Increased test coverage #29

Mews · 2024-06-17T13:31:59Z

Related to #28 and #24

Changes
Before, the test coverage was at around 79% (this is including the soon to be removed main function in crawler.py)
I've added new test cases to test_crawler.py, so that now the test coverage is at 100% (excluding the main function)

I've also changed the ci workflow so that a coverage report is shown when running the tests, using the already installed pytest-cov extension

And I've also fixed some formatting issues present before my changes (not sure how they were passing the ci but they were getting found on my machine on the commit hook so I fixed them)

indrajithi · 2024-06-17T13:50:32Z

tests/test_crawler.py

+    spider = Spider("http://http.error")
+
+    resp404 = spider.fetch_url("http://http.error/404")
+


This test is too long.

We can break this based on SRP. like test_fetch_url_handles_404_error, test_fetch_url_handles_408_error etc.

We can extract out common code def setup_mock_response(url, status, body="<html><body><a href='http://http.error'>link</a></body></html>") and re use it.

type: ignore (can we use type hints here. Maybe pytest.CaptureFixture?)

Yeah you're right I'll shorten it 👍
I don't understand what you mean in the 3rd thing tho. Are you referring to the places where I wrote # type: ignore? That's because otherwise mypy would complain about the capsys argument, which is only passed when running the tests.

Just pushed the changes let me know what you think 👍

indrajithi · 2024-06-17T13:53:30Z

I've also changed the ci workflow so that a coverage report is shown when running the tests, using the already installed pytest-cov extension

Awesome!

Can we display it in Readme? Ideally we can make it like: If it falls below a threshold coverage (80%) the CI should fail. We can spec out that in a different issue.

Mews · 2024-06-17T13:55:05Z

I don't know about making the ci fail when its bellow a certain coverage percentage, but I can add a badge to the readme with the coverage percent, which then links to the full report.
You can see how it'd look here for example :)
It would use this action for it

indrajithi · 2024-06-17T14:13:47Z

tests/test_crawler.py

+        body=requests.exceptions.Timeout(),
+        status=408
+    )
+


responses.add( responses.GET, "http://timeout.error", body=requests.exceptions.Timeout(), status=408 )
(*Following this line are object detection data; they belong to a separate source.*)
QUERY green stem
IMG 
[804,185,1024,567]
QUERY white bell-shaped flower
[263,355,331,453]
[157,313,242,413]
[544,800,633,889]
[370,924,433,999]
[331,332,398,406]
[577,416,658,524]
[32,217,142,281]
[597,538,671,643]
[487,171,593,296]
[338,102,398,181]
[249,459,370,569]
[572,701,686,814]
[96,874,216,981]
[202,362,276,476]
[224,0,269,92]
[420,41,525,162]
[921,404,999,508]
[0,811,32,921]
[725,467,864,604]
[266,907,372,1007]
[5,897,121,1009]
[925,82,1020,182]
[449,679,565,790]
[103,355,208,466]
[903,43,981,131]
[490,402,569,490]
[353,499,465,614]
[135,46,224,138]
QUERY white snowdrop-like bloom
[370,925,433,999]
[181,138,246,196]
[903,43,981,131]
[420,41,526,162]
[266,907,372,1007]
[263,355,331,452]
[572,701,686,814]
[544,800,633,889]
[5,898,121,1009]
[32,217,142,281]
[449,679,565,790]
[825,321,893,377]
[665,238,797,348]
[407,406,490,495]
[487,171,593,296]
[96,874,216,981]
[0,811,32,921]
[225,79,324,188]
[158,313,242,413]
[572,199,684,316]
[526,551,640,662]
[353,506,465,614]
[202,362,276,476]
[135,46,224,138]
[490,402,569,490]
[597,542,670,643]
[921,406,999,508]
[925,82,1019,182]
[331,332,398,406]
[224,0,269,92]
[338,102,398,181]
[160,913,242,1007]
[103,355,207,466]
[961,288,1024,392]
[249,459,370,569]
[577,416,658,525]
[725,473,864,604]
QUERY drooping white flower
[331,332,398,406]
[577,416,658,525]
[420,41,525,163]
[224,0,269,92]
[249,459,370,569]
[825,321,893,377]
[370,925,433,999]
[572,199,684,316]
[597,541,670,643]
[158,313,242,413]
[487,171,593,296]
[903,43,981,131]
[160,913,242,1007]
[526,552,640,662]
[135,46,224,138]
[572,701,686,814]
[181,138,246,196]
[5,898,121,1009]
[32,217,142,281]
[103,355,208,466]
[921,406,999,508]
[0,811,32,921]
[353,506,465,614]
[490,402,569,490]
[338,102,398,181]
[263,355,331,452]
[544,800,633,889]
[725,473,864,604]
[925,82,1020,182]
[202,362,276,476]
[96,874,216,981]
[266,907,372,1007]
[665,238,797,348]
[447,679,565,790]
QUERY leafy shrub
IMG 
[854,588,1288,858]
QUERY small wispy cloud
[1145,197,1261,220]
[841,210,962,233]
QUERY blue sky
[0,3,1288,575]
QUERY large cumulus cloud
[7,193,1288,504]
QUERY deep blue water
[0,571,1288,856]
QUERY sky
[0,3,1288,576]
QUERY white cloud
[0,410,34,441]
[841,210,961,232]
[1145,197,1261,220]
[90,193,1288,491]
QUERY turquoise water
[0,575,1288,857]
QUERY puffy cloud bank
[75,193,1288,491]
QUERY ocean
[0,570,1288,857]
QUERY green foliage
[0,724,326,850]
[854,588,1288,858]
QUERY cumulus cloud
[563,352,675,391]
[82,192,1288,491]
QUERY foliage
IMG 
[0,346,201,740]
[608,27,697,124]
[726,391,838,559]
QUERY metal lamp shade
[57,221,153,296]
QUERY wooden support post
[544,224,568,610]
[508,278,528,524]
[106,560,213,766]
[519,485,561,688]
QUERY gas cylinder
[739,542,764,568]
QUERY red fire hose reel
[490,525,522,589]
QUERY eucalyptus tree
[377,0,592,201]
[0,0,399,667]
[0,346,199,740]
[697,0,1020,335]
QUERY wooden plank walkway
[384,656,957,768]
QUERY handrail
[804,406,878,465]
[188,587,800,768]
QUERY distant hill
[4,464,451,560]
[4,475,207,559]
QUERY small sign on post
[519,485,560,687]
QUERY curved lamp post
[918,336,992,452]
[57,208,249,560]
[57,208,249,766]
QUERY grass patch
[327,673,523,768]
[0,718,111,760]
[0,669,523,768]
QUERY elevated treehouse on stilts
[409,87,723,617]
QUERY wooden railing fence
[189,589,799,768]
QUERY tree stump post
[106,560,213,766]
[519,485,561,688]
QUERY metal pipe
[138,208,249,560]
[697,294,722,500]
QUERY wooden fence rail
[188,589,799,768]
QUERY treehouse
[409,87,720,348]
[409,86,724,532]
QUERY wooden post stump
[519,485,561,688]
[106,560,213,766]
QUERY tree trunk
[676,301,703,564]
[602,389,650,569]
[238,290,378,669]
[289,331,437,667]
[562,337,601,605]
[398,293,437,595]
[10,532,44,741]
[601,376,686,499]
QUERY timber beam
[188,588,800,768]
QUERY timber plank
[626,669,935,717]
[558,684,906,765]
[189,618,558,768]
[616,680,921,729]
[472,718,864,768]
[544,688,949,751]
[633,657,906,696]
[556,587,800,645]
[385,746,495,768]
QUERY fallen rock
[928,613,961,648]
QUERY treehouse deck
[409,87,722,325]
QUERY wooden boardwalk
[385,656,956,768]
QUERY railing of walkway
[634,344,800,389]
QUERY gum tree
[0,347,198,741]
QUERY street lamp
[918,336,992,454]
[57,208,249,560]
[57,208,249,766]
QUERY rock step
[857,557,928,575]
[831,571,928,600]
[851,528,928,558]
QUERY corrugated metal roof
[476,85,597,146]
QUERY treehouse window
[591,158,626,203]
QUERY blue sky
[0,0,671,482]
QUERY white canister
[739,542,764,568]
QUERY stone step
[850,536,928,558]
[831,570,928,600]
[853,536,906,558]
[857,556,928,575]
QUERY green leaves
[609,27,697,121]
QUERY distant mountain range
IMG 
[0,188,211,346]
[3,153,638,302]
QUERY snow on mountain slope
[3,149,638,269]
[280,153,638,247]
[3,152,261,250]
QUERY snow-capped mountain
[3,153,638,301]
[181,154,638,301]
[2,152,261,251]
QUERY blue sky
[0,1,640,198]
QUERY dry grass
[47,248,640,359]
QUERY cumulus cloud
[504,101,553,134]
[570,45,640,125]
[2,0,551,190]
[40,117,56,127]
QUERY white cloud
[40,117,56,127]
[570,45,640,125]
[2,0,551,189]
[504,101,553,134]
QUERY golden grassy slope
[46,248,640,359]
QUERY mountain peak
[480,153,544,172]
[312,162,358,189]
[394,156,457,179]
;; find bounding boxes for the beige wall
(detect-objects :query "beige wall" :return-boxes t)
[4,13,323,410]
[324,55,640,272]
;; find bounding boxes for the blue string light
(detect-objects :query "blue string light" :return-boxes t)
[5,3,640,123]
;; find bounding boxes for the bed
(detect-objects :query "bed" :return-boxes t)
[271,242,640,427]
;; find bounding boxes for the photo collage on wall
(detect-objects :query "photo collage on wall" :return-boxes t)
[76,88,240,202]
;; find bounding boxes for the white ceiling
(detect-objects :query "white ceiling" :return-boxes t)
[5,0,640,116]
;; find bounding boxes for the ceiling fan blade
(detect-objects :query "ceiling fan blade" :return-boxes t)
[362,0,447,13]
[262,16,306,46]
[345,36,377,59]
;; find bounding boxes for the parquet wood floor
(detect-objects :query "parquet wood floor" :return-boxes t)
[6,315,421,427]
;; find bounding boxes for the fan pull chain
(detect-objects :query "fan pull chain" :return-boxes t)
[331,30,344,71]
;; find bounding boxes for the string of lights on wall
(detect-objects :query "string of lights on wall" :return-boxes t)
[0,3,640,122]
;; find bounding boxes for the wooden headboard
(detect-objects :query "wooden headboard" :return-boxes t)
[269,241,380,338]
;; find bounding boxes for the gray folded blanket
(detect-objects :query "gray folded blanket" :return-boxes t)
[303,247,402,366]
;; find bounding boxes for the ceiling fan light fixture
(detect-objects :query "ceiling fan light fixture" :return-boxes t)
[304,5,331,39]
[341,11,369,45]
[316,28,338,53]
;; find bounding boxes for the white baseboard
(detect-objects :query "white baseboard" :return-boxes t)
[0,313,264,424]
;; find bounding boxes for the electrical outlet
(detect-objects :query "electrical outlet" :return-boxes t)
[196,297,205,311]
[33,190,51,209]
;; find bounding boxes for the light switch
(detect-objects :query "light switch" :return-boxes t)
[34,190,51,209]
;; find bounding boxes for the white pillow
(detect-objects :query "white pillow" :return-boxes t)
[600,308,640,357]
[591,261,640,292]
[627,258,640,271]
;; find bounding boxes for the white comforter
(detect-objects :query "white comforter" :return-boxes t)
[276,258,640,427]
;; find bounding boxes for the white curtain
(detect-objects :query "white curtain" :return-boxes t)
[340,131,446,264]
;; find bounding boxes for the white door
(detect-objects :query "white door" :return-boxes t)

This is getting repeated in every test case. We can move this into a reusable function. And maybe move it to test/utils.py so that we can re use this other places as well.

something like this

@contextmanager def capture_output(capsys: pytest.CaptureFixture) -> Generator[None, None, str]: yield captured = capsys.readouterr() return captured.out def setup_mock_response(url: str, status: int, body: str = "<html><body><a href='http://http.error'>link</a></body></html>") -> None: responses.add( responses.GET, url, body=body, status=status )

and we can call the tests like this

@responses.activate def test_fetch_url_handles_404_error(capsys: pytest.CaptureFixture) -> None: setup_mock_response("http://http.error/404", 404) spider = Spider("http://http.error") with capture_output(capsys) as output: resp404 = spider.fetch_url("http://http.error/404") assert

And repeat this patten for testing other exceptions.

Or even better to use parametrize fixtures

@pytest.mark.parametrize("url, status", [ ("http://http.error/404", 404), ("http://http.error/408", 408), ("http://http.error/403", 403), ]) def test_fetch_url_http_errors(mock_responses, capsys_output, url, status):

LMK your thoughts.

Oh I get it I didn't understand it was meant to be for every test, give me a second and I'll implement it.
I've never used pytest parametrize so I might not be the most indicated to implement that, maybe we can just open an issue for it and it can be dealt with later?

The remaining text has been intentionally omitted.